Lupton’s approach, that of asset-based community development, aims to empower and partner with those helped, recognizing and engaging their capacity to contribute to their community with their own resources, knowledge, and wisdom. Instead of flying in with a team of eager young missioners to build a well for a poor village whose women have to carry water long distances on their heads—and coming back every year to fix ‘their’ well—Lupton argues for an approach that facilitates engaging the skills and energy of the local people to fund, build, and manage their own well.

It is not a matter of being stingy rather than generous, but of helping in ways that truly help, without the enervating, dependency-creating disempowerment of much current charity (public and private) in practice. Lupton’s argument is not against charity as such, but for charity in its true Christian sense of willing the good of the other as other. This implies, Lupton shows, a consistent focus on results rather than intentions, on the good of those helped rather than the supposed benefits to the giver (e.g., the ‘life-changing experience’ of young participants in expensive mission junkets or the warm feelings of congregations that want to help by donating to a food pantry). In this view, the virtue of charity cannot stand alone. It requires the exercise of other virtues like justice and prudence, and full engagement of the head as well as the heart.

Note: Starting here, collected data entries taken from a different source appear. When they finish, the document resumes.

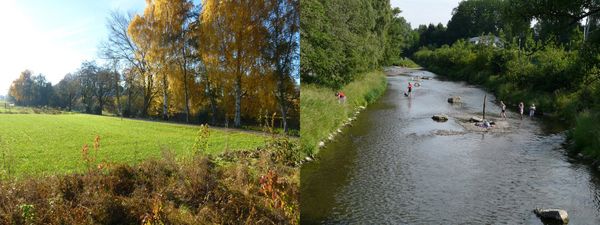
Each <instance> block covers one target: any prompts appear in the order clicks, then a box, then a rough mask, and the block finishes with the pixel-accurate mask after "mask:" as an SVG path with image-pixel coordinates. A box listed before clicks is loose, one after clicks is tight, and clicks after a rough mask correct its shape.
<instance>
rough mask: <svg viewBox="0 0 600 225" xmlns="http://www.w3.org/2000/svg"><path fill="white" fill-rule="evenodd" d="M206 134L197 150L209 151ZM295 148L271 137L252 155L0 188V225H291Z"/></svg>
mask: <svg viewBox="0 0 600 225" xmlns="http://www.w3.org/2000/svg"><path fill="white" fill-rule="evenodd" d="M198 133H203V132H198ZM208 133H210V135H200V136H201V138H198V139H197V142H196V144H198V143H200V145H204V143H206V142H208V143H211V142H212V136H211V135H212V134H214V133H215V132H213V130H210V131H209V132H208ZM297 142H298V141H294V140H290V139H287V138H285V137H284V138H279V137H276V136H272V137H271V138H269V140H268V141H267V142H266V144H265V145H263V146H262V147H260V148H258V149H251V150H240V151H227V152H224V153H221V154H216V155H205V154H203V153H201V152H197V153H196V154H194V155H192V157H189V158H187V159H184V160H179V159H176V154H174V153H173V152H172V151H169V150H164V151H162V154H161V155H159V156H157V157H152V158H151V159H148V160H146V161H144V162H142V163H139V164H135V165H127V164H114V165H111V166H109V167H105V166H100V165H101V164H98V165H96V164H95V163H91V164H90V165H88V167H87V168H86V170H85V172H83V173H76V174H69V175H58V176H50V177H44V178H26V179H22V180H0V190H2V191H0V224H297V223H298V221H299V208H298V207H299V203H298V195H299V191H298V190H299V189H298V187H299V169H298V167H297V165H298V164H297V159H298V158H297V157H294V156H295V155H296V153H297V152H298V143H297ZM96 145H99V146H103V145H104V143H103V141H96V142H95V143H94V146H96ZM80 161H81V159H80Z"/></svg>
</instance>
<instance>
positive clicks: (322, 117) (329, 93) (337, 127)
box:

This book is a highly readable appeal to all those who, out of Christian charity, seek to help those who are poor and downtrodden, an appeal first and at least to do no harm. It challenges us to ask what truly helps and to look critically and charitably both at what we do—are we reinforcing dependence and sapping initiative in the name of helping?—and at what we fail to do to build the capacity of individuals, families, and communities. Since its origins in the Charity Organization Societies, social work has learned much and has much to teach about empowerment-, partnership-, or asset-based policy and practice. These approaches look to engaging people who have typically been passive recipients of helping efforts, instead to engage them in resolving problems and meeting needs, to see them as active contributors rather than passive recipients. It is the difference between seeing youth in poor communities as problems and seeing them as assets and contributors to their community; between organizing a food pantry in which all the active roles are played by outside donors and helping those in need to organize, fund, and operate their own food co-op.

This book calls us, not to despise organized charity, but to bring our best knowledge and wisdom to bear in correcting its toxic tendencies and making it fruitful for all those involved, not least those it is meant to help.

Brooks, A.C. (2007). Who really cares: The surprising truth about compassionate conservatism. New York: Basic Books.

Lupton, R.D. (2011). Toxic Charity: How Churches and Charities Hurt Those They Help (and How to Reverse It). New York: Harper One.